Soil Fungal Diversity and Community Composition in Response to Continuous Sweet Potato Cropping Practices

Dan Xiang1,2, Yue Wu2, Huan Li2, Qing Liu2, Zhenfeng Zhou2, Qinghua Chen2, Nan Zhang3 and Liang Xu1,2,*

1Key Laboratory of Degraded and Unused Land Consolidation Engineering, Ministry of Natural Resources, Xi’an, 710075, China
2College of Resources and Environment, Qingdao Agricultural University, Qingdao, 266109, China
3College of Resources and Environment, Baoshan University, Baoshan, 678000, China
*Corresponding Author: Liang Xu. Email: xuliang@qau.edu.cn
Received: 11 September 2020; Accepted: 07 December 2020

Abstract: Soil fungi are extremely important for maintaining soil health and plant production in agricultural systems. Currently, the effect of continuous cropping of sweet potato on soil fungal communities and physiochemical parameters has not been well documented. In the present study, four sweet potato fields consecutively monocultured for 1, 2, 3, and 4 years were selected to investigate the effect of monoculture on soil fungal communities through Illumina MiSeq sequencing. Continuous cropping of sweet potatoes dramatically altered the fungal community composition, whereas fungal diversity was almost unchanged. Ascomycota and Basidiomycota were the most abundant phyla in all soil samples, accounting for 32.59% and 21.14% of the average relative abundance, respectively. The abundance of some potential pathogens, such as Ascobolus spp, specifically Ascobolus stercorarius, and some unknown fungi increased significantly as the sweet potato monoculture period increased, and their presence were highly positively correlated with disease incidence. In contrast, Basidiomycota, Bullera, Fusarium and Trichocladium most likely play roles as antagonists of sweet potato disease development, as their relative abundance decreased significantly over time and were negatively correlated with disease incidence. Redundancy and correlation analyses revealed that soil pH and organic carbon content were the most important factors driving these changes. Our findings provided a dynamic overview of the fungal community and presented a clear scope for screening beneficial fungi and pathogens of sweet potato.

Keywords: Soil fungal community; internal transcribed spacers; continuous cropping; Illumina Miseq sequencing; soil pH

1  Introduction

Sweet potatoes are an important root crop used as food and feed and as a renewable energy source. China is the largest producer of sweet potatoes in the world and the area used for their cultivation ranks fourth among China’s agricultural crops [1]. However, the limited amount of arable land and expanding population centers have resulted in widespread use of continuous cropping for sweet potato cultivation. This has resulted in increased disease that has seriously restricted the development of the sweet potato industry [2,3]. Our previous field studies determined that there is a substantial reduction in sweet potato production and plant health after 3 years of continuous cropping [4].

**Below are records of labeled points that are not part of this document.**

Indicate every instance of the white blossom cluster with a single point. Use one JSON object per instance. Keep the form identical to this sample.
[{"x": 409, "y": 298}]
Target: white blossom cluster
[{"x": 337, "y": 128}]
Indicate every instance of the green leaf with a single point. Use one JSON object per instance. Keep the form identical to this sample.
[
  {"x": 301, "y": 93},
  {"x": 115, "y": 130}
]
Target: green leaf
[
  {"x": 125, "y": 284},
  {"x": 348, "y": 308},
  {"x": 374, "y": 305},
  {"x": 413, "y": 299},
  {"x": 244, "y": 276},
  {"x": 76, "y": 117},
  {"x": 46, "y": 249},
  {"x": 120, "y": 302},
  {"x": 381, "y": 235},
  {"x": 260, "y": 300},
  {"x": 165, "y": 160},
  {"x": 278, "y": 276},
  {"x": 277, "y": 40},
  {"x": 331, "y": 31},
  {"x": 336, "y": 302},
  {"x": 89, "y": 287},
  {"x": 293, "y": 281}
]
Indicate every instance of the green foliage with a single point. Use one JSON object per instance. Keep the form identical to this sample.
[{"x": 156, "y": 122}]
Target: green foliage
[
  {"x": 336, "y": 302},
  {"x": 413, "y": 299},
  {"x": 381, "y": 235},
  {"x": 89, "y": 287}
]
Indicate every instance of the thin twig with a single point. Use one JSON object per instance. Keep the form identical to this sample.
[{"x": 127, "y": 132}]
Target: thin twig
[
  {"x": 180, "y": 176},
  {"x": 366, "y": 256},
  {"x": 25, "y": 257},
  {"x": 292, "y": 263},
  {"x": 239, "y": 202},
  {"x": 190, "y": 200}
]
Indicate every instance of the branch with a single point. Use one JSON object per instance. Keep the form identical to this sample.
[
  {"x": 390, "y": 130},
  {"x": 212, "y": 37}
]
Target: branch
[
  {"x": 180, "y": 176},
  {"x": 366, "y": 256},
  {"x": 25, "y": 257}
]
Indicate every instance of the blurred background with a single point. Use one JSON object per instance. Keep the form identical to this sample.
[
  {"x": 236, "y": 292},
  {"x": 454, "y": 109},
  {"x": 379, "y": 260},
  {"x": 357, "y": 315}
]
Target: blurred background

Continuous cropping is the cultivation of the same crop in the same field year after year without crop rotation [5,6]. The result is a decrease in soil quality that lowers yields while increasing soil-borne diseases. This process has been defined as the “continuous cropping obstacle” [7,8]. The factors causing this obstacle include nutrient deficiency, accumulation of toxic substances and an imbalance in soil microfloral populations [9,10]. However, there is an increasing body of evidence that alterations in the microflora are a primary cause for this effect [1113]. Soil ecosystem balance and function are largely governed by rhizosphere microbial dynamics as well as microbial composition and diversity. All these affect geochemical cycles, humus dynamics and soil structure [14]. In turn, microbial diversity and dynamics in soil is largely determined by soil health and this is related to both the outbreak or suppression of soil-borne plant diseases [15].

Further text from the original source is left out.